In his time off, Mills said he began to eat poorly. Playing at around 220 pounds his freshman season, he reached 245 pounds during the spring, which allowed Johnson the chance to dig at Mills before getting his weight down. Johnson started calling him “Big Chub,” while he called J.J. Green, who has also cut down his weight, “Little Chub.”

“You know Coach wasn’t having that,” Mills said. “So the two weeks we had before camp, I really took that time to try to drop that weight before it was time for camp. So I knew once we got out there, that I could move faster and easier.”

Mills said the weight loss has him feeling much better going into the season.

“I feel a big difference,” he said. “Like today’s little run … I felt wide open, like nobody could come get me.
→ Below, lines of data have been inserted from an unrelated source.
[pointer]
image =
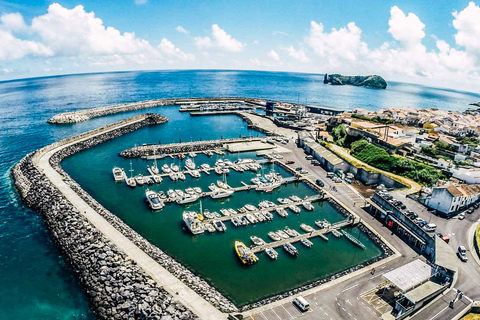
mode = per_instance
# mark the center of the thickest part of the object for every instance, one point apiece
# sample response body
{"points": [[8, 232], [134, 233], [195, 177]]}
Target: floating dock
{"points": [[317, 233]]}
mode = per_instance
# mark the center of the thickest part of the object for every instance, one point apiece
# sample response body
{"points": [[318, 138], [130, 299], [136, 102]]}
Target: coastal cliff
{"points": [[372, 81]]}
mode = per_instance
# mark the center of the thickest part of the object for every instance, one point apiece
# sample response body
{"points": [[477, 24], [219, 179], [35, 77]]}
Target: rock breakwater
{"points": [[115, 285], [174, 148]]}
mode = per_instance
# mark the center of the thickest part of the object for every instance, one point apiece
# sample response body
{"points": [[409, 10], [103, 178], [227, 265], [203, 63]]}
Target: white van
{"points": [[431, 227], [302, 303]]}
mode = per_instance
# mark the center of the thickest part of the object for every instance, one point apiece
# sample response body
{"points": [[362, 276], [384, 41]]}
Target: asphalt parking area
{"points": [[285, 311], [375, 299]]}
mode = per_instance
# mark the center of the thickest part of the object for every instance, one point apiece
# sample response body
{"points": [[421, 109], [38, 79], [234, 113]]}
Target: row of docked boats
{"points": [[196, 224]]}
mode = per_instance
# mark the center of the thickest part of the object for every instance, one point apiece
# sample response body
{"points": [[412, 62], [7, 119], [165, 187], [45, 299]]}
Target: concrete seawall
{"points": [[116, 286], [173, 148], [86, 114]]}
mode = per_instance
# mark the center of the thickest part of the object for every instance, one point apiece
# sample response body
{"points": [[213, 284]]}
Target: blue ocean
{"points": [[35, 281]]}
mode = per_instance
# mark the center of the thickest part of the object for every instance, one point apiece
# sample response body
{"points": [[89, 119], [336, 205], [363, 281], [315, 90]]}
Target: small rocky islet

I feel faster and I move a whole lot better. And I don’t have to hear Coach Johnson (mess) with me about how big I am.”

Craig Candeto, the quarterbacks and B-backs coach, knows exactly what he and Mills will be working on during his sophomore season.

“He said it to me before practice today: consistency,” Candeto said. “Dedrick is as talented as anybody out there, but we just need for him to be more consistent in every phase of the game. He’s a guy that wants that. It’s never been an issue of wanting to do it. He wants to be great and I’m going to push him to be great.”

Leading the team in rushing and touchdowns despite playing only nine games, Mills made a name for himself in 2016. Campus Insiders named him honorable-mention freshman All-America, after Mills finished near the top in all freshman running back stats.

The Maxwell Football Club recently named Mills to the Maxwell Award watch list.

“It made me feel good that I was honored and recognized for that,” Mills said. “But at the same time, I’ve got to go out there and show why they chose me for that. Since they gave me all that hype, I’ve got to show them that hype.”

Mills is making sure not to get complacent in the preseason just because he’s now firmly set as a starter at B-back. With two talented freshmen behind him, Mills knows he has to keep working hard to stay in the position he put himself in last year.

“I still feel like I’ve got to compete,” he said. “I’ve still got people that are trying to get my job. So, I’ve got to go just as hard as them, if not harder. I’m still trying to keep the job so I’ve got to work harder than them. That’s pretty much how I look at it.”